You buy a birthday present for someone when you’re still acquaintances and you’ve been invited to their party so you won’t dare go empty-handed. However, it takes you a minimum of 4 months to buy gifts for your close friends…if you buy them anything at all. Real love is not about gifts. That, and you can admit to them that you’re broke.
Gerard Butler played 300’s King Leonidas…and the Phantom of the Opera. (Sidenote: I would learn to play the piano just so I could furiously play the theme song. Some kids used to air guitar, I air pianoed) – That’s like Vin Diesel playing Riddick and a Peter Panda dancing undercover nanny…wait a second…or the same location that once had La Adelita on it’s taquito-selling walls is now a knefeh-selling Hallab & Sons. Ah, how things can have so many identities.

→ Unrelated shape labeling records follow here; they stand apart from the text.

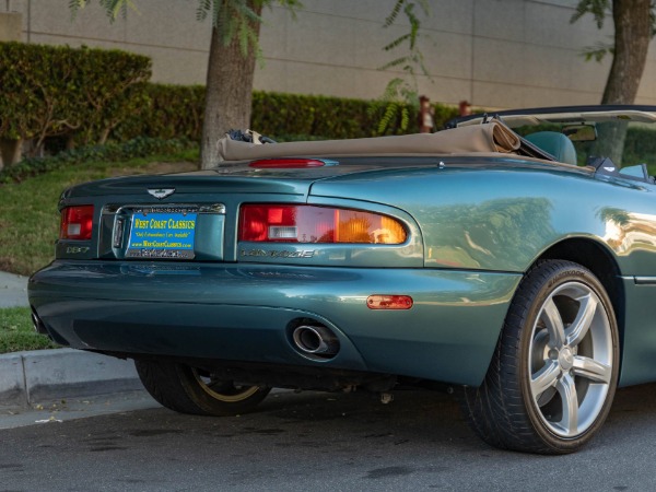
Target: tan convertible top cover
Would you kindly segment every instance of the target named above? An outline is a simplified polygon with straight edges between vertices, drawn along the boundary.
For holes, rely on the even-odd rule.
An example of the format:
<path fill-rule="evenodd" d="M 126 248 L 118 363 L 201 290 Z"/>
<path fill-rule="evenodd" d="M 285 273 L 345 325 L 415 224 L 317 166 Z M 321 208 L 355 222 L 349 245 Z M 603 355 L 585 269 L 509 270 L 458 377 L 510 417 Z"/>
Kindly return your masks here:
<path fill-rule="evenodd" d="M 251 161 L 291 156 L 511 153 L 519 149 L 519 143 L 516 133 L 502 124 L 491 121 L 436 133 L 311 142 L 260 144 L 231 140 L 226 136 L 219 140 L 218 145 L 221 161 Z"/>

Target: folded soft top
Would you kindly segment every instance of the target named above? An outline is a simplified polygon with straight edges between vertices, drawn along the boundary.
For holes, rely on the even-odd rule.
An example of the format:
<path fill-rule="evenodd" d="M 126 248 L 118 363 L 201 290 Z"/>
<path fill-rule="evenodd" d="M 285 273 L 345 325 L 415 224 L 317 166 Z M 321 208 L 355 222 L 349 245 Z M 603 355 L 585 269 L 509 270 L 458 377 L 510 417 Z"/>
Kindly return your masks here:
<path fill-rule="evenodd" d="M 216 144 L 221 161 L 249 161 L 283 156 L 512 153 L 519 149 L 520 139 L 504 125 L 491 121 L 436 133 L 308 142 L 260 144 L 232 140 L 226 136 Z"/>

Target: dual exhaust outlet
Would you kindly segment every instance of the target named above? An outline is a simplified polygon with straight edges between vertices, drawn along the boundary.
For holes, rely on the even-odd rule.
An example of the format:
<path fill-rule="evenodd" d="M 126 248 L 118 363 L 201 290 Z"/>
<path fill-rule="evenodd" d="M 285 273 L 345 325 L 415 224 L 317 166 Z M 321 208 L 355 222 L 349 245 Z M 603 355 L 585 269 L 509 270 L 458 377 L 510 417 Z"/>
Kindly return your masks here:
<path fill-rule="evenodd" d="M 313 358 L 332 359 L 339 352 L 339 339 L 323 325 L 297 326 L 292 331 L 292 341 L 301 353 Z"/>

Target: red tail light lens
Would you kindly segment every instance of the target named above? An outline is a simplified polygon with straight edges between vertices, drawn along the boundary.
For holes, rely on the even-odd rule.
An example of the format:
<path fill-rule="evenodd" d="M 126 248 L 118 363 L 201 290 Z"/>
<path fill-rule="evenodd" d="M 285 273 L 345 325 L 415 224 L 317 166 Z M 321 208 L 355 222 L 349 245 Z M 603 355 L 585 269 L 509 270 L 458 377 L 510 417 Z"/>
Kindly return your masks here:
<path fill-rule="evenodd" d="M 247 204 L 239 213 L 238 237 L 259 243 L 402 244 L 407 233 L 396 219 L 360 210 Z"/>
<path fill-rule="evenodd" d="M 91 239 L 93 206 L 67 207 L 61 211 L 60 239 Z"/>

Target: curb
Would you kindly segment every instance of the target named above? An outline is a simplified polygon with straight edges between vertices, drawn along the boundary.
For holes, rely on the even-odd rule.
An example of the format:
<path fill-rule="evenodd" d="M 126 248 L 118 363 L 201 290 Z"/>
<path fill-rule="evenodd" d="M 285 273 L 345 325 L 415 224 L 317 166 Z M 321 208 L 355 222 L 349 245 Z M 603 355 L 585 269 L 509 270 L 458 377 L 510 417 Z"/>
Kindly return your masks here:
<path fill-rule="evenodd" d="M 0 406 L 143 390 L 131 361 L 73 349 L 0 355 Z"/>

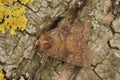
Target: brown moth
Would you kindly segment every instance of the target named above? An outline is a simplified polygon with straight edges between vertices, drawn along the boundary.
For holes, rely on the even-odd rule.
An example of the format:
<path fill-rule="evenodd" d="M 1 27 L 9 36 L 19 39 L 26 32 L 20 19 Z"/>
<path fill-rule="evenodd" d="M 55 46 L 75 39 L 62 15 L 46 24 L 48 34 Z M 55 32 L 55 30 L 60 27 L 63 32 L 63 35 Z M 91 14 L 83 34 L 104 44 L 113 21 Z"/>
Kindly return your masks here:
<path fill-rule="evenodd" d="M 45 55 L 75 66 L 89 66 L 88 41 L 91 34 L 89 23 L 79 23 L 48 31 L 36 42 Z"/>

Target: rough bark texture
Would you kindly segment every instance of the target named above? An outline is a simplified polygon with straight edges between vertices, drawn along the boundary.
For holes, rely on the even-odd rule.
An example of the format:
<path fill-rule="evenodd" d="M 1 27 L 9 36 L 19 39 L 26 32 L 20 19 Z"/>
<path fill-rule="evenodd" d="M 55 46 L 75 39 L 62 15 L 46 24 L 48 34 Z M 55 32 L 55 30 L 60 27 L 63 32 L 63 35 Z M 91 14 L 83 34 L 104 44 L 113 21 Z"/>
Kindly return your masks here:
<path fill-rule="evenodd" d="M 91 57 L 88 41 L 91 36 L 91 26 L 88 23 L 53 29 L 36 42 L 38 49 L 45 56 L 64 61 L 73 66 L 90 66 Z"/>
<path fill-rule="evenodd" d="M 32 80 L 44 60 L 35 48 L 39 35 L 74 22 L 93 26 L 89 48 L 92 65 L 82 68 L 76 80 L 120 79 L 120 1 L 119 0 L 34 0 L 26 5 L 27 29 L 17 36 L 0 34 L 0 71 L 8 79 Z M 55 80 L 62 62 L 49 58 L 38 80 Z"/>

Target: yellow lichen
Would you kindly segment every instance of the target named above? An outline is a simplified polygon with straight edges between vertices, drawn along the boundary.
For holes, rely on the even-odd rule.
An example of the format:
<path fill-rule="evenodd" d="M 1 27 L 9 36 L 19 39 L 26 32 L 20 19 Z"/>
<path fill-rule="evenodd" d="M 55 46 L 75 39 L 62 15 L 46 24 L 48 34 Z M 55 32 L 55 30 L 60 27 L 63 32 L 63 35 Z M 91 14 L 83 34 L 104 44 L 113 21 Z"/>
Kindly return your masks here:
<path fill-rule="evenodd" d="M 26 5 L 33 0 L 19 0 L 20 3 Z M 0 0 L 0 31 L 5 33 L 7 29 L 11 34 L 16 34 L 17 30 L 24 31 L 27 25 L 25 17 L 25 6 L 18 4 L 17 0 Z"/>
<path fill-rule="evenodd" d="M 4 79 L 4 74 L 2 72 L 0 72 L 0 80 L 5 80 Z"/>

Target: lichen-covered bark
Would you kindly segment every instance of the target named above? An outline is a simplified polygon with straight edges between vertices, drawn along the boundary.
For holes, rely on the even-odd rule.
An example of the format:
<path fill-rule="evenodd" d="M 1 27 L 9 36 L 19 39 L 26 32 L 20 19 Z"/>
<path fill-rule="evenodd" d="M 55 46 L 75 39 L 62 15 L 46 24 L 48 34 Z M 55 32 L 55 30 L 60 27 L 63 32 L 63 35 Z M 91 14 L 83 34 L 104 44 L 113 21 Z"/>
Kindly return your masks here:
<path fill-rule="evenodd" d="M 92 64 L 82 68 L 76 80 L 119 80 L 119 5 L 119 0 L 34 0 L 32 5 L 26 5 L 26 30 L 16 36 L 0 34 L 0 71 L 8 79 L 32 80 L 44 62 L 35 47 L 38 36 L 56 26 L 83 21 L 93 26 L 88 45 Z M 62 65 L 63 62 L 49 58 L 38 80 L 55 80 Z"/>

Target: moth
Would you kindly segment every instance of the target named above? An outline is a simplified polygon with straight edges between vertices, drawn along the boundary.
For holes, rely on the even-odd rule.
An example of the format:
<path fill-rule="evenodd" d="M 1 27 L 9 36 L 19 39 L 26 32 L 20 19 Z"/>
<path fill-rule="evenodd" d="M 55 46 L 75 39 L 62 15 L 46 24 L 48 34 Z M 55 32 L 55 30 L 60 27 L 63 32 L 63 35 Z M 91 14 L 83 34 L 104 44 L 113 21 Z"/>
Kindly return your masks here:
<path fill-rule="evenodd" d="M 58 27 L 40 36 L 36 46 L 46 56 L 62 60 L 75 66 L 90 65 L 88 42 L 91 35 L 89 23 L 77 23 Z"/>

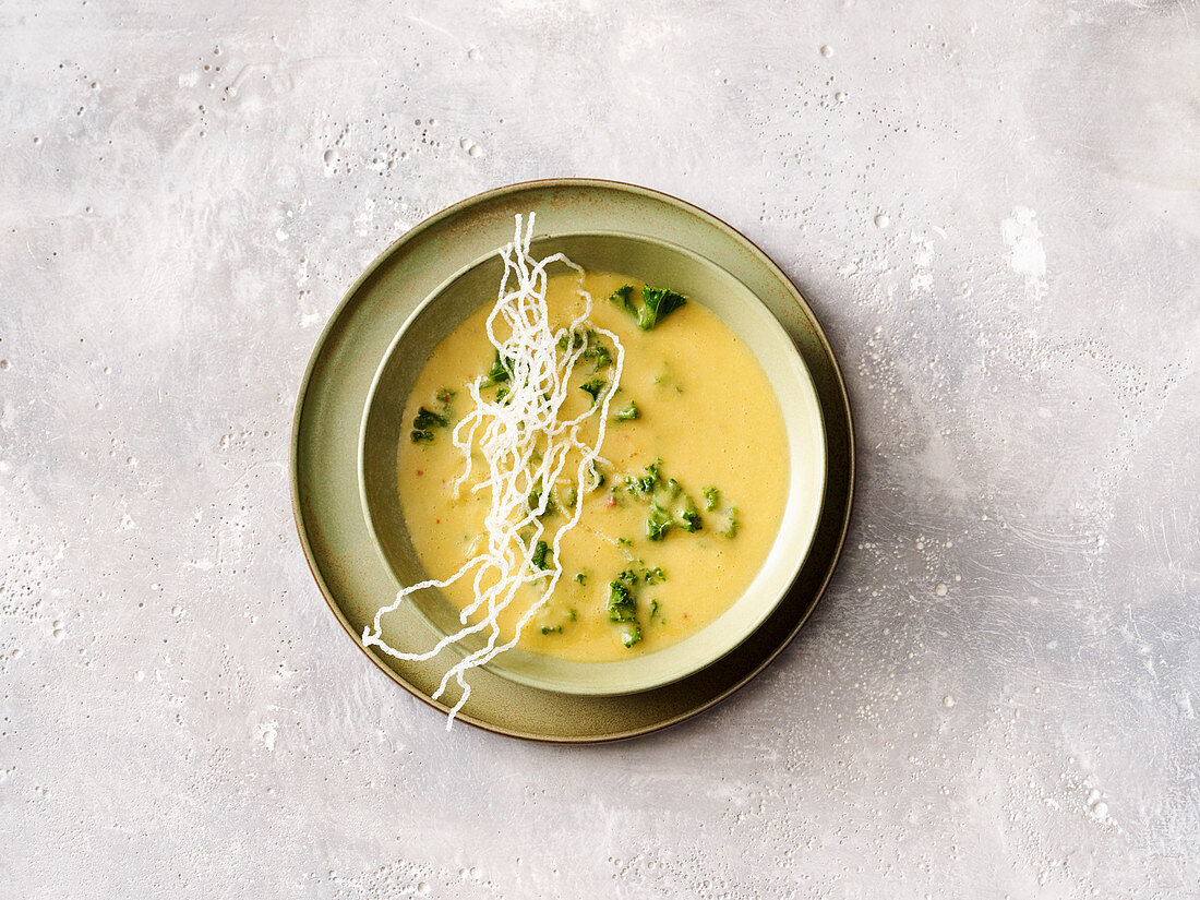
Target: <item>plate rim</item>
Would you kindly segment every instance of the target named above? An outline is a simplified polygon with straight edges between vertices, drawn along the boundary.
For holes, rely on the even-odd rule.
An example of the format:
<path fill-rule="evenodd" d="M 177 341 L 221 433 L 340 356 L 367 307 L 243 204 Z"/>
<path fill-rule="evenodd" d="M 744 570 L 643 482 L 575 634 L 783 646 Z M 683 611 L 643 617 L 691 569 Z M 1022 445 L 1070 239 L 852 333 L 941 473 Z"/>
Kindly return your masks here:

You decide to stay in on a Saturday night to work on a project, finish an assignment, study…you know, be an adult about life. You end up in the forbidden valleys of YouTube listening to genres of music you never knew existed, reading comments written by people who are high off dry-erase markers, and Facebook leap frogging* until 2 am. You have so many windows and tabs open that you forget what you were supposed to be doing but when the guilt rushes in, you’re like “if I went out, I’d have wasted money on a mediocre outing only to come home with no work done. At least now my paper has…a title.”